Eland is probably the first short read aligner. It reports a tag, which can be '[UR][0-2]|NM', for each read to indicate if the read is mapped uniquely, repetitively or unmapped. Since then, we are used to talking about `mapping uniqueness' and extend the concept to generic alignments without asking ourselves what is the exact definiation of uniqueness and if such a concept is useful in practice at all.
For Eland, mapping uniqness is clearly defined. A read is said to be aligned uniquely if the best two alignments have identical number of mismatches. Eland requires the full-length read to be aligned and it does not do gapped alignment. Such a definition is useful to downstream analyses.
However, when we consider base quality, the usefulness of uniqueness becomes less obvious. Suppose a read has no perfect match and two 1-mismatch hits. The first hit has a Q5 mismatch and the second has a Q30 mismatch. If the quality is accurate, the first hit is clearly better than the second. Why couldn't we trust the first hit?
In addition, as is pointed out by one of the anonymous reviewers of my BWA paper, an aligner may not be able to find the best hits if heuristics are in use, and in this case, the aligner is only able to find 'unique' reads by its own definition.

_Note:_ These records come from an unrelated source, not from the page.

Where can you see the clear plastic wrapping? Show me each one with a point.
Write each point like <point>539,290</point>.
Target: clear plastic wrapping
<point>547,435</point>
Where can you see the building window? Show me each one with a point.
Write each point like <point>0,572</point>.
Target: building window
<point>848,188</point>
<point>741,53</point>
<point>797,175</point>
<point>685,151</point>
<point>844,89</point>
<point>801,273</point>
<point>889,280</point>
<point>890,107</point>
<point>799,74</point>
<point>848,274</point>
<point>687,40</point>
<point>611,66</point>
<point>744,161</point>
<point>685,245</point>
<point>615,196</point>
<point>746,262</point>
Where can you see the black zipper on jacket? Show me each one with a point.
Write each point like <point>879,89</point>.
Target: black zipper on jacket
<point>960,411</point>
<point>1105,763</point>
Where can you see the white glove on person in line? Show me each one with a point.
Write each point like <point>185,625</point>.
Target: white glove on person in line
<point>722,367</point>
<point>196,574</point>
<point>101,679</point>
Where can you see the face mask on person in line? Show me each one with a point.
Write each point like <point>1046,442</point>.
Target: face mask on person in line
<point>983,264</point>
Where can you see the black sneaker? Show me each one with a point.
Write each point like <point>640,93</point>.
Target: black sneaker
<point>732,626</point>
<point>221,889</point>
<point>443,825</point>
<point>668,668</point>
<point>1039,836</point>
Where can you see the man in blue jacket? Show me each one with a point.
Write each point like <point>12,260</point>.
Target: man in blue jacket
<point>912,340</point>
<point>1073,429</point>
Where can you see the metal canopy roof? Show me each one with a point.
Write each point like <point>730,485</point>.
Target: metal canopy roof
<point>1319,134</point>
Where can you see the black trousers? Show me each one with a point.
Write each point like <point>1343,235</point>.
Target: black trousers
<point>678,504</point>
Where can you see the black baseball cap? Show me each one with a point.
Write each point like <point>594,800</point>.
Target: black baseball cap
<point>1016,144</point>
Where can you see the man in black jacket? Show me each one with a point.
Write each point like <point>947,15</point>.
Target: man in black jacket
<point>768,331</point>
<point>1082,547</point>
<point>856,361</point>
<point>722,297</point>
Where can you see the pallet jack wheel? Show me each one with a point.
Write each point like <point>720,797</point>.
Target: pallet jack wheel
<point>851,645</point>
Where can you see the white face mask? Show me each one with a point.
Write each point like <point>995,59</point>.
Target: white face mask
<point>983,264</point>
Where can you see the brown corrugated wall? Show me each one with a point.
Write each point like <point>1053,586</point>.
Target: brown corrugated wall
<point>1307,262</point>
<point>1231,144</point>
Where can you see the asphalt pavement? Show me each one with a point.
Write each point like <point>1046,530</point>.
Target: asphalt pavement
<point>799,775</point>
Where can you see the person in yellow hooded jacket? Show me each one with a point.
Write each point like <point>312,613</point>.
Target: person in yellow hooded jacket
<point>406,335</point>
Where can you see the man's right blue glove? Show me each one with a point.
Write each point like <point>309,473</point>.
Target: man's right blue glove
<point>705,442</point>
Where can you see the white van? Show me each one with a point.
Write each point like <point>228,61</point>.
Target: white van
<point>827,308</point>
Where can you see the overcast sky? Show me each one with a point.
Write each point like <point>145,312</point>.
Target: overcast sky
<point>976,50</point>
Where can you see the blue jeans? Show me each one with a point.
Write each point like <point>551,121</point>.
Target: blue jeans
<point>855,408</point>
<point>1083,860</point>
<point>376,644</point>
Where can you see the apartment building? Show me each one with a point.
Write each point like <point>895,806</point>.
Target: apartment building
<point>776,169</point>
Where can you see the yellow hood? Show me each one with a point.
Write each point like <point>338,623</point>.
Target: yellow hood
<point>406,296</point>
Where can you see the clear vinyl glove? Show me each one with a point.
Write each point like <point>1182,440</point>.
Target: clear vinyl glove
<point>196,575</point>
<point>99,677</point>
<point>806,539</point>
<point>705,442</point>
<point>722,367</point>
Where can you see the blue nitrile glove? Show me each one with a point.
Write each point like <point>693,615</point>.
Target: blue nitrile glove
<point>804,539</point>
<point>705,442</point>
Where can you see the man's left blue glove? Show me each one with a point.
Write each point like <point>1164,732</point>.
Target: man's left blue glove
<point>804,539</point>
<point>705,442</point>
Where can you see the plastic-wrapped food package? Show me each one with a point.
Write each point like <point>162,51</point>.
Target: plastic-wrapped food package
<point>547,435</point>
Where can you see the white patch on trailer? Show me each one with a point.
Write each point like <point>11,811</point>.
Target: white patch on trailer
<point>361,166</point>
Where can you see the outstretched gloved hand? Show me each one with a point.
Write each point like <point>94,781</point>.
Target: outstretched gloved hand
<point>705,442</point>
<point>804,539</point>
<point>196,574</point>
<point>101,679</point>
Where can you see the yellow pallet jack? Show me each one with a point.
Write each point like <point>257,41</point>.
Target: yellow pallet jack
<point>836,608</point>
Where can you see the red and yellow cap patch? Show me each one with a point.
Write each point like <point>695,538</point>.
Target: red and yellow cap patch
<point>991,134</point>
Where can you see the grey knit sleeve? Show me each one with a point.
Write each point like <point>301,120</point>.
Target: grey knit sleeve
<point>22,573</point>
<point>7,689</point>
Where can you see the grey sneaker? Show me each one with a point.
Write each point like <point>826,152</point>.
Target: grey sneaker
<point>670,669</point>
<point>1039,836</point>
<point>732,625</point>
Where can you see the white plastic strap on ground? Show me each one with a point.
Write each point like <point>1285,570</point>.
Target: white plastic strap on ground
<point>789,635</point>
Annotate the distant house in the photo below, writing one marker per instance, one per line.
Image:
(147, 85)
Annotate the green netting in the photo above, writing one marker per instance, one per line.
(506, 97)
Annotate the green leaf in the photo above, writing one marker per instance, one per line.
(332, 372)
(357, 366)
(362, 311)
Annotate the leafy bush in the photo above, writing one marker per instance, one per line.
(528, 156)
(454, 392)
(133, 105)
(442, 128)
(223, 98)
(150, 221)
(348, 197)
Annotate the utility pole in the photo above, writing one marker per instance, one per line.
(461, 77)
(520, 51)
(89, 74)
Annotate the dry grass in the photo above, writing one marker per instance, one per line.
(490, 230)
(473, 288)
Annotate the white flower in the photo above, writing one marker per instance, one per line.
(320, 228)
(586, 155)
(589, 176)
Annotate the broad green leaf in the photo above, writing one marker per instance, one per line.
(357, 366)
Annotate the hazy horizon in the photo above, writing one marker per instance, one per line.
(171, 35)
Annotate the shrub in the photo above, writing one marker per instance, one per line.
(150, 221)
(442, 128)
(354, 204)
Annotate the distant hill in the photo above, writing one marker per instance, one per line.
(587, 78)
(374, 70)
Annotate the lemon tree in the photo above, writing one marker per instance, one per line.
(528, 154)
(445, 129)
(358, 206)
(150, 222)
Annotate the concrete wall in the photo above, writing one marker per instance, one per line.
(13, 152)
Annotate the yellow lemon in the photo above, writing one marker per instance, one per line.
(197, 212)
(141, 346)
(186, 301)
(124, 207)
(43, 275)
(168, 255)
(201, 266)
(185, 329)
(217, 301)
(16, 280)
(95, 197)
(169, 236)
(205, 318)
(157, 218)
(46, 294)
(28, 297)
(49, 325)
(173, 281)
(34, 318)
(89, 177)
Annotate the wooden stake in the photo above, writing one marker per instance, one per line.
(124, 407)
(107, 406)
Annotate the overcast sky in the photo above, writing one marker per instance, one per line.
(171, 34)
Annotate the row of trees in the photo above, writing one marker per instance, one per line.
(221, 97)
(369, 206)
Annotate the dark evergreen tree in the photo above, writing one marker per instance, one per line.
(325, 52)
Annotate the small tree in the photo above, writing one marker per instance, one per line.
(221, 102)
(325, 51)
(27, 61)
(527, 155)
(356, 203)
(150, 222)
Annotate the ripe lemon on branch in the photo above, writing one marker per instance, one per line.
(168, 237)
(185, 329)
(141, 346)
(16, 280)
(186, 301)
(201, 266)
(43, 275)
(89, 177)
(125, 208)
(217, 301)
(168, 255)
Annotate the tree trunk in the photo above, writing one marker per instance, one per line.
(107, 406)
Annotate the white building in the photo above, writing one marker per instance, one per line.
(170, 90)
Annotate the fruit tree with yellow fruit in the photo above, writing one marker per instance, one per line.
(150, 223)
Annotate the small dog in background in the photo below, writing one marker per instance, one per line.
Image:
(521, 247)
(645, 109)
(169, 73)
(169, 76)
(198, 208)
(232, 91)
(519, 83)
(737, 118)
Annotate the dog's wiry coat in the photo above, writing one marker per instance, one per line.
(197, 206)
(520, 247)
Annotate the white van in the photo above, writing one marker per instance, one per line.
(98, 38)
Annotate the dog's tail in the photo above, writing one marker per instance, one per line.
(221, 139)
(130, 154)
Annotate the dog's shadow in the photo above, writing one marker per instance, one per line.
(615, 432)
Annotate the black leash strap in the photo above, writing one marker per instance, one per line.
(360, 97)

Furthermore, once we allow gaps, mapping uniqueness becomes even less useful. Firstly, we need to redefine uniqueness as we have gaps. One possible way is to define a read as being uniquely mapped if the best two alignments have identical number of differences (mismatches plus gaps). The definition is clear, but not useful. We know on Illumina reads indel errors occur rarely. A hit containing one mismatch is definitely preferred over a hit with one gap.
Things get even worse when we clip reads as what we do for capillary reads. We can only define a read being uniquely mapped when the top two alignments have identical alignment score. However, this is almost practically useless at all. For long reads, frequently we get alignments with similar scores, but we seldom get two with identical scores.

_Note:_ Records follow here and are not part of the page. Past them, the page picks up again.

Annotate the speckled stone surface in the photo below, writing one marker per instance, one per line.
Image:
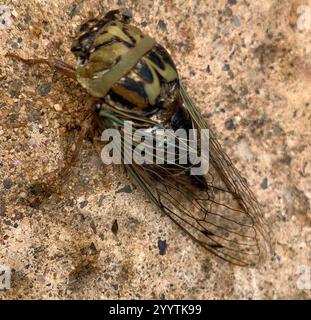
(248, 66)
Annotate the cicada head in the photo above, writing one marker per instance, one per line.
(116, 59)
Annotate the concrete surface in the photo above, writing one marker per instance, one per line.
(248, 66)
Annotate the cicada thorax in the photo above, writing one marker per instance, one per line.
(125, 68)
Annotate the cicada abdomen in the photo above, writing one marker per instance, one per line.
(134, 78)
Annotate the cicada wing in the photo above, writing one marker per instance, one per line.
(212, 215)
(227, 172)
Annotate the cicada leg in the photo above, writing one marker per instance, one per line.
(60, 66)
(51, 183)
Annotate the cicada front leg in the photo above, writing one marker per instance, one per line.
(60, 66)
(52, 182)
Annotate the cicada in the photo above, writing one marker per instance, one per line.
(133, 78)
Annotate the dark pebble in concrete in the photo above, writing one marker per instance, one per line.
(162, 247)
(44, 89)
(126, 189)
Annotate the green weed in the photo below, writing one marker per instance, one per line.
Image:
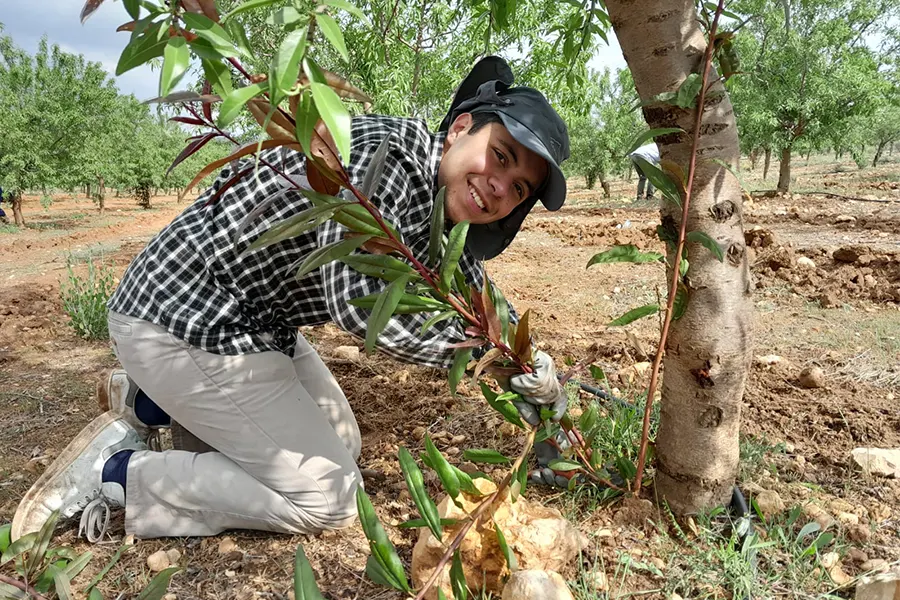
(84, 299)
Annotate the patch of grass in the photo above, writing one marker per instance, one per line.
(84, 299)
(779, 558)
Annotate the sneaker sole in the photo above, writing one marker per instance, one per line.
(62, 462)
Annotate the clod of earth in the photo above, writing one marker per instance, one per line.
(885, 586)
(769, 503)
(539, 537)
(536, 585)
(878, 461)
(812, 378)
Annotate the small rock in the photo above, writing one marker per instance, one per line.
(878, 461)
(859, 534)
(806, 263)
(536, 585)
(158, 561)
(829, 300)
(848, 519)
(812, 377)
(770, 503)
(227, 545)
(597, 581)
(885, 586)
(873, 564)
(346, 353)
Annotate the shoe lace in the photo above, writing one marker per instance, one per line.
(95, 519)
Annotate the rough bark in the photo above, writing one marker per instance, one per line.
(708, 352)
(784, 170)
(16, 202)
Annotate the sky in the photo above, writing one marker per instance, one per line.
(99, 42)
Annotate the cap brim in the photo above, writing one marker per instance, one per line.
(553, 193)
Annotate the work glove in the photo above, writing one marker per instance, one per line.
(539, 389)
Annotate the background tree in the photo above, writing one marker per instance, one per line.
(806, 79)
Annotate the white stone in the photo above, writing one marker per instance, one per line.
(884, 586)
(878, 461)
(806, 263)
(536, 585)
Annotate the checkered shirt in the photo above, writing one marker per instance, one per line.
(194, 280)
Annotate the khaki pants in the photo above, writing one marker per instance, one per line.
(286, 437)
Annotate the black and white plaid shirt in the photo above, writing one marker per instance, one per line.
(191, 280)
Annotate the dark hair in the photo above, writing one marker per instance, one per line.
(480, 119)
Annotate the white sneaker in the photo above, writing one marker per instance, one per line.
(116, 393)
(73, 482)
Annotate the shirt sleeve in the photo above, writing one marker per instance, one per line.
(401, 338)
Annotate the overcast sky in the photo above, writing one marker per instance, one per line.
(28, 20)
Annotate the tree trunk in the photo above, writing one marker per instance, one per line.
(784, 170)
(16, 202)
(708, 351)
(878, 150)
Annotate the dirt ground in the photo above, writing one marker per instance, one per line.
(839, 310)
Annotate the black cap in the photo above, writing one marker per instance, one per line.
(530, 119)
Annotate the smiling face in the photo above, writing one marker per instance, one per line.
(488, 173)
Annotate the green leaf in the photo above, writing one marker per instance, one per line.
(384, 560)
(235, 101)
(378, 265)
(688, 90)
(642, 137)
(415, 483)
(458, 578)
(212, 32)
(635, 314)
(133, 7)
(565, 465)
(335, 115)
(443, 468)
(485, 455)
(333, 34)
(455, 247)
(247, 6)
(436, 235)
(344, 5)
(45, 535)
(176, 59)
(305, 586)
(292, 227)
(710, 244)
(326, 254)
(624, 253)
(61, 583)
(449, 314)
(384, 310)
(286, 63)
(681, 301)
(460, 359)
(142, 49)
(660, 180)
(307, 117)
(219, 76)
(511, 561)
(157, 587)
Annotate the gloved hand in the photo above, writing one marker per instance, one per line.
(546, 453)
(539, 389)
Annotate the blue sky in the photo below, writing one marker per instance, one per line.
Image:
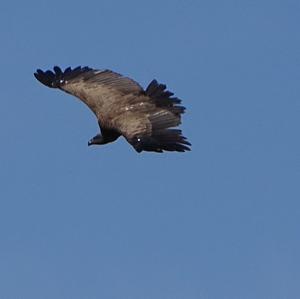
(85, 222)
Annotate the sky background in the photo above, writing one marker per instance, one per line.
(221, 221)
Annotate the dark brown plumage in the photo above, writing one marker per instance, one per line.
(146, 118)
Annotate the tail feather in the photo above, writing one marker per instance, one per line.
(163, 140)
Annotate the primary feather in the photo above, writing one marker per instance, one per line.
(146, 118)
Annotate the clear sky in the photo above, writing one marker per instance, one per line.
(221, 221)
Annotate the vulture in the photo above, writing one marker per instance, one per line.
(145, 117)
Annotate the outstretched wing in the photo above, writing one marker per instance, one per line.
(148, 124)
(146, 118)
(101, 90)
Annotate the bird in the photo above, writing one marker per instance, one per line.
(147, 118)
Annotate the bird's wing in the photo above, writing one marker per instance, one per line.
(99, 90)
(152, 131)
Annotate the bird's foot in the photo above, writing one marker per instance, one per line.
(98, 139)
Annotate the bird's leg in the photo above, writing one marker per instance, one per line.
(98, 139)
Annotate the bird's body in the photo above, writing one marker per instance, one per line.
(146, 118)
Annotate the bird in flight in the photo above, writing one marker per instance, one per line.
(145, 117)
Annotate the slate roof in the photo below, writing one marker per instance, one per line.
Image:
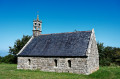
(59, 44)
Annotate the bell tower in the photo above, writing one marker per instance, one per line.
(37, 25)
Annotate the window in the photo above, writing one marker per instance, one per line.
(55, 62)
(69, 63)
(29, 61)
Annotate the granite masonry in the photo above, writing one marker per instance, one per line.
(72, 52)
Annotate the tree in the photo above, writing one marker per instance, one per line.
(18, 45)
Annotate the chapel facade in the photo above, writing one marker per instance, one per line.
(72, 52)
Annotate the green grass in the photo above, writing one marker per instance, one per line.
(9, 71)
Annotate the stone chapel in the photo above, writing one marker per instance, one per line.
(72, 52)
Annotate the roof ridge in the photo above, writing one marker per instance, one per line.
(65, 32)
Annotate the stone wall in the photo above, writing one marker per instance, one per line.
(78, 65)
(93, 55)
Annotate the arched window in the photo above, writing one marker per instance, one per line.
(55, 62)
(29, 61)
(69, 63)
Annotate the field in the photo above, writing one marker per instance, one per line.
(9, 71)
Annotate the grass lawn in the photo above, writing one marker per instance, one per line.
(9, 71)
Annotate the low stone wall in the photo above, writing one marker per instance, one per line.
(78, 65)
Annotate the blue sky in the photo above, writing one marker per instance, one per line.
(16, 19)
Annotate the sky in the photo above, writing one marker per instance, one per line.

Uniqueness was initially introduced to measure the reliability of ungapped short read alignment with a read aligned in full length. It is not a proper concept for generic alignments. For generic alignments, what is much more useful is mapping quality, first introduced in my maq paper. Mapping quality is phred-scaled probability of the alignment being wrong. It unambiguously measures the alignment reliability in a universal way. Calculating mapping quality is related to a proper statistical alignment/error model, and this is the right thing to do. I would strongly recommend all aligners to report mapping quality. Mapping uniqueness was not widely used two years ago and will not be widely used two years later. It is just a temporary concept, reflecting our lack of knowledge on measuring the reliability of an alignment.

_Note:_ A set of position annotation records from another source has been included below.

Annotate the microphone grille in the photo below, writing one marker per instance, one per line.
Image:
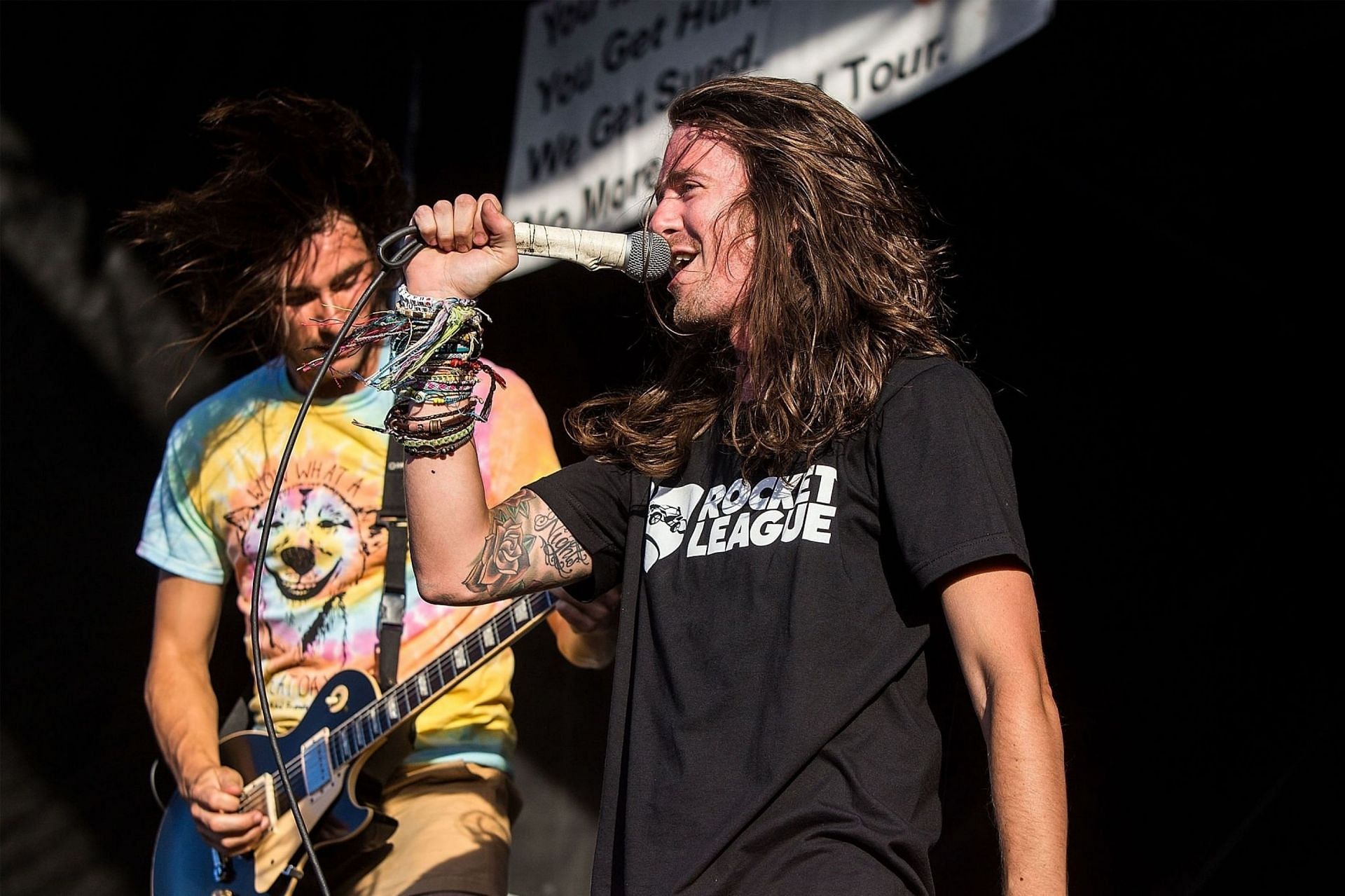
(647, 256)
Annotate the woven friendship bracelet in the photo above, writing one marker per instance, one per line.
(422, 307)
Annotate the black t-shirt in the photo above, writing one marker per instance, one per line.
(770, 726)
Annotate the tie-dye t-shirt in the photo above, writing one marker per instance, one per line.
(324, 558)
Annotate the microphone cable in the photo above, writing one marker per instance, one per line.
(392, 260)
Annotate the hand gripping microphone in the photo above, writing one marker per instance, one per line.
(642, 254)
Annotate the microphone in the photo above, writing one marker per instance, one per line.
(642, 254)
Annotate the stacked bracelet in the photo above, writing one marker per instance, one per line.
(436, 361)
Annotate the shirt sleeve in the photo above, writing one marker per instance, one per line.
(177, 537)
(946, 475)
(592, 499)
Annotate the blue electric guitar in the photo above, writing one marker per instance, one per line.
(347, 723)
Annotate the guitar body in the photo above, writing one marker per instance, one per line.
(186, 865)
(352, 733)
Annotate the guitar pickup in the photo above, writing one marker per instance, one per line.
(265, 786)
(318, 764)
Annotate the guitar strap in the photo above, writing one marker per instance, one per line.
(393, 607)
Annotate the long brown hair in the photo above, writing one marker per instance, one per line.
(843, 283)
(289, 166)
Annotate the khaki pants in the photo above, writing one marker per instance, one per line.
(453, 833)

What are you using to align the reads? Have you checked the samtools view documentation (http://samtools.sourceforge.net/SAM1.pdf)? Using the -F flag, you can filter out unmapped reads and PCR duplicates, provided your aligner uses the SAM format specifications for their flags.
Thanks, yes, to filter out PCR and unmapped I can use the -F 1797 flag, but I am more interested in removing the reads that are non-uniquely mappable.
I believe, reads that have exact matches to other locations in the genome in BWA will have mapping quality scores of 0. You can use the -q flag to set a minimum mapping quality threshold to exclude reads that map to multiple places in the genome.
"Non-unique read is placed randomly with a mapping quality 0; all hits can be outputted in a concise format." http://www.broadinstitute.org/files/shared/mpg/nextgen2010/nextgen_li.pdf
I'm unclear on how what I said is wrong. Any read that maps exactly to multiple places in the genome is a non-unique read. It has a mapping quality of 0. Where is my mistake?
You are right. Sorry, I was thinking inverse for some reason today.
Not a problem. If I had been wrong, I've been fundamentally misunderstanding BWA's output for a very long time!